Disclaimer: This article mentions https://terra-cotta.ai/, an LLM experimentation platform I am building


ChatGPT, Bard, and other large language models (LLMs) are very useful for a wide variety of tasks from writing code to answering complex questions to aiding with education. However, these models are ultimately limited by the data that they are trained on. Also, these models are trained to be able to answer a wide variety of questions which may not be sufficient for domain-specific questions. Fine-tuning is essential in order to make these models accurately answer domain-specific questions and be useful for difficult tasks. Furthermore, fine-tuning may be cheaper for inference.

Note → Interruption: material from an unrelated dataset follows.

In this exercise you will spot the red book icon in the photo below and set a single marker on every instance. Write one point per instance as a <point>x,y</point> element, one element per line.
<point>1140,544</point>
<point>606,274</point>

Fine-tuning is the process of training an LLM on your own custom data. The fine-tuning process begins with a generic LLM that is pretrained on a large amount of text data. Fine tuning updates the generic model’s parameters or weights by using a smaller dataset for a target task.

One example of a task where fine-tuning is necessary is getting a medical diagnosis from raw medical records, such as electronic health records or medical imaging reports. ChatGPT is unlikely to perform this task well since it lacks specialized knowledge in medical domains and direct experience with real medical cases. ChatGPT will usually generate a confident response to any query, but the response cannot always be trusted due to hallucinations, where the model returns incorrect information [1]. Hallucinations are common for difficult tasks. Fine-tuning a language model specifically on validated, trusted medical data is essential to ensure accurate and reliable results. A fine-tuned model would learn the domain-specific knowledge and likely be able to return accurate diagnoses for this task.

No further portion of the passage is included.